The governor was dumbfounded. “Yours?”

“I don’t know for sure. It’s very possible,” Stoat acknowledged, “but even if it isn’t Boodle’s ear, you see what I’m up against. He hacked the damn thing off a dog, some dog somewhere. That’s the point. An actual ear, Dick, which he then sent to me via Federal fucking Express. Just so you appreciate what we’re dealing with.”

“Yes. I get the picture.” The governor looked shaken. He was thinking: Again with the “we”?

11

Palmer took Desie to a seafood restaurant on Las Olas Boulevard, where she was so distracted by his table manners that she hardly ate a bite. He’d ordered two dozen oysters, slurping them with such sibilant exuberance that customers at nearby tables had fallen silent in disgust. Now Palmer was arranging the empty oyster shells around the rim of his plate, six identical piles of four. He was chattering away, seemingly unaware of his deviant tidying. Desie was as perplexed as she was embarrassed. Wasn’t this the same slob who had, on the drive to the restaurant, lobbed an empty coffee cup and three handfuls of junk mail out of the Range Rover? Desie didn’t know the clinical name of her husband’s disorder, but the symptoms were not subtle; anything he couldn’t eat, drink or reorganize got chucked.

“You’re not listening to me,” said Palmer Stoat.

“Sorry.”

“What’re you staring at?”

“Nothing.”

“Is there something wrong with your scrod?”

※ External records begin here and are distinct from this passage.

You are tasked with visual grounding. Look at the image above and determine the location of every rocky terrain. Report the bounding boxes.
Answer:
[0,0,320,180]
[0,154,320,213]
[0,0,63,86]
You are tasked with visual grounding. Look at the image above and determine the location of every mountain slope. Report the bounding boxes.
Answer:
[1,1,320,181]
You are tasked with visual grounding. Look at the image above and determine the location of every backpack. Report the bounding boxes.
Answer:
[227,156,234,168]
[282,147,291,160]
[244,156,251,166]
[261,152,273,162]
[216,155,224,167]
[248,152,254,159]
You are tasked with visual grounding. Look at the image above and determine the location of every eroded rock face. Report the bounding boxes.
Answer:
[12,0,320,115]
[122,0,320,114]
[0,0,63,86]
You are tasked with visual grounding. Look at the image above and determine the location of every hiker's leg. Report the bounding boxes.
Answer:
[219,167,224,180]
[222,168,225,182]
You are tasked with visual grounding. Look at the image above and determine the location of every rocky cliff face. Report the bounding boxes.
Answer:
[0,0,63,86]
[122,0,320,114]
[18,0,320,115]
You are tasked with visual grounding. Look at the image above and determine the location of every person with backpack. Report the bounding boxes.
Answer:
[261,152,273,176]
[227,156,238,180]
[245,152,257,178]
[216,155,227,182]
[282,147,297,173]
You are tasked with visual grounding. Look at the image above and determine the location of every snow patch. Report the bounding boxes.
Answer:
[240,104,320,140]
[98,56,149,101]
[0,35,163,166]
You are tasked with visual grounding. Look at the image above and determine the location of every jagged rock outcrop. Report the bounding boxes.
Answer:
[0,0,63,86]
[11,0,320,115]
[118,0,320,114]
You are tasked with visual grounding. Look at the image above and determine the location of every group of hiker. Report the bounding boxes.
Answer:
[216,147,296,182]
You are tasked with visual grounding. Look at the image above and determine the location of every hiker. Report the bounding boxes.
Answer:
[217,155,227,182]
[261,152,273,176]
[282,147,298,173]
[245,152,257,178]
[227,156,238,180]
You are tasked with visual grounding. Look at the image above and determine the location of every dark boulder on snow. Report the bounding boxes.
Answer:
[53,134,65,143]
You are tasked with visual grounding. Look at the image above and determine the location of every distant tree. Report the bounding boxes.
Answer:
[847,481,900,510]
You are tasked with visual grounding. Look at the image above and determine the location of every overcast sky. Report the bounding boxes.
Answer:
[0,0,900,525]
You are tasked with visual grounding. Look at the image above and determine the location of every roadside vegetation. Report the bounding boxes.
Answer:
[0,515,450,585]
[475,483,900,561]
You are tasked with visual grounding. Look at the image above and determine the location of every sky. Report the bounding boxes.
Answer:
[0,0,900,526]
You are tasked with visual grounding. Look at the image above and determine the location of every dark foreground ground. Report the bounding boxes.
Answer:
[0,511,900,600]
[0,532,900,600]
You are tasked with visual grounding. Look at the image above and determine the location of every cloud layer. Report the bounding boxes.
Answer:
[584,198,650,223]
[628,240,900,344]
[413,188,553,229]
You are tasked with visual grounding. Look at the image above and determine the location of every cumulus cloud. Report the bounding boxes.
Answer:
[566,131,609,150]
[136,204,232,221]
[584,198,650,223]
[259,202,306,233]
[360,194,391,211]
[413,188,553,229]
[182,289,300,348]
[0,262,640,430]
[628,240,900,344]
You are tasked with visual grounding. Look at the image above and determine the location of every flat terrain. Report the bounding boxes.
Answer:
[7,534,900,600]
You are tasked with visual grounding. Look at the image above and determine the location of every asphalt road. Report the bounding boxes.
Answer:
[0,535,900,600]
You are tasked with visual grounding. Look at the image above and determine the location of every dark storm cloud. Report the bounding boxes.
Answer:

“It’s fine, Palmer. Go on, now. Tell me what Dick said.”

“He said he’ll do it.”

“Are you serious?” Desie had assumed there was no chance.

“For me, he’ll do it,” said Stoat self-importantly. “He’ll kill the bridge.”

“That’s fantastic.”

“Yeah, well, it’s gonna cost me big-time. Bob Clapley’ll want my testicles on a key chain before this is over, and he won’t be alone. Twenty-eight million bucks buys an army of enemies, Des.”

She said, “What’s more important—another stupid golf resort or saving your dog’s life?”

“Fine. Fine. When do we get the big guy back?”

“When it makes the newspapers, about the bridge veto. That’s when the kidnapper will let Boodle go. He said he’ll be in touch in the meantime.”

“Wonderful.” Stoat signaled for the check. “Too bad you didn’t get his name.”